Again, good luck on your tests and if you stay longer let me know I would
Like to meet up with you sometime.
Take care, Jodi

08-18-2011, 02:16 AM
Jodi, a port is not a good idea for a Weggie. Port infections are VERY common and can quickly become life-threatening. It's even worse since you're already having so much trouble with infections. (Which I hope clear up!)

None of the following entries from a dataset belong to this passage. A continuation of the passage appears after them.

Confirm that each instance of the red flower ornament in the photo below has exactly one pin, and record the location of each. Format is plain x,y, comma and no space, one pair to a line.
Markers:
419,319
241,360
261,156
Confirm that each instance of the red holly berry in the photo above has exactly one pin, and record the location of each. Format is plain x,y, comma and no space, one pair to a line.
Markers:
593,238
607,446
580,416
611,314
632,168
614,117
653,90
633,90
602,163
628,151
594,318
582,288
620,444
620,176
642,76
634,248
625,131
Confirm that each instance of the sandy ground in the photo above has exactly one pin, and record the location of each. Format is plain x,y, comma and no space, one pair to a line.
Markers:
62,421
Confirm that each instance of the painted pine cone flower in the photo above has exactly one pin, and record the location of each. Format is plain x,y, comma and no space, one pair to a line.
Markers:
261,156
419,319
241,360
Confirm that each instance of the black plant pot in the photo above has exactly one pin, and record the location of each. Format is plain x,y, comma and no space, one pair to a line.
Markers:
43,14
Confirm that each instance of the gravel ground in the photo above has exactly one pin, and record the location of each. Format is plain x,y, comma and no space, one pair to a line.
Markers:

I have terrible veins-- only 2 left that can take an IV and they don't always work. But no doctor has ever even suggested a port.

08-18-2011, 07:48 AM
Brooke...i never had RTX, I went from Cytoxan right to Cellcept. My question is when she said she wil put you on a maintenance drug, why CTX and not MTX or Cellcept?

08-19-2011, 12:46 AM
I am back from Mayo. My blood , Urine, Breathing tests and Chest X-Ray were all good:) She thinks I may have a sinus infection - I wasn't wheezy when she listened to my chest but I told her I am coughing up green gunk and I think it is from my sinuses dripping down. So I am on an antibiotic for 20 days - Azithromycin. Hopefully it works, she said if I get this again after I stop the antibiotic, I need to see ENT.
She also wants me to do another round of Rituxan once my B-Cells come back. She said since it has been working so well for me that she thinks one more time would be best. After that, we will see if I need a maintenance drug... I have to wait until my B-Cells come back to get Rituxan again because I have never had a positive anca so they can't go by that.
You can ask me more questions... I am at work now and have a little headache.

08-19-2011, 05:34 AM
Also, I am participating in the longitudinal study. This is a study about genetics. I just met with the cordinator and she had me fill out some paper work. I believe it follows you through 10 years. I will most likely do the option where I go to Mayo once a year rather than every 3 months (unless I'm having a flare). Yesterday, they took 15 tubes of blood from me and some urine.
She didn't tell me what the next visit would be like... don't know if I will meet with docs or just have more testing.

08-19-2011, 01:08 PM
Sounds like a good visit, Brooke. :smile1:

08-23-2011, 12:52 AM
I forgot to add, the doc wanted me to have an EKG. I did that in my home town, and it is normal.
I think something kept popping up on her computer about Azithromycin and Symbicort.... maybe that isn't the reason for the EKG, I'm not sure.
I asked her if there were any restrictions on excersise due to my subglottic stenosis and she said no :)
She also doesn't think that I need an echo done every year.
Those were 2 other questions I had asked her about.

08-23-2011, 03:13 AM
That's great, Brooke!

08-23-2011, 03:24 AM
Thanks Sangye:)
How have you been feeling? Do you think this round of Rituxan is working any better?
Random question:
Do you know what would be the best drug for a maintenance? By "best" I mean with the least side effects.
Just curious of future meds I may need...
I do know that some probably work better for others.

08-23-2011, 04:01 AM
It's really hard to tell how I'm doing rtx-wise because of the switch to hydrocortisone. We increased the dose the past couple days which definitely helped. But after just one day out yesterday I am really wiped out today-- more than normal. So is it the rtx not working or is it the HC dose? No way to tell right now.

I think the only choices for maintenance drugs are mtx, imuran and Cellcept. Mtx and imuran seem to be tolerated well as long as you aren't allergic. Cellcept causes diarrhea (mild to severe) in a large number of people but is otherwise tolerated well. It's very individual!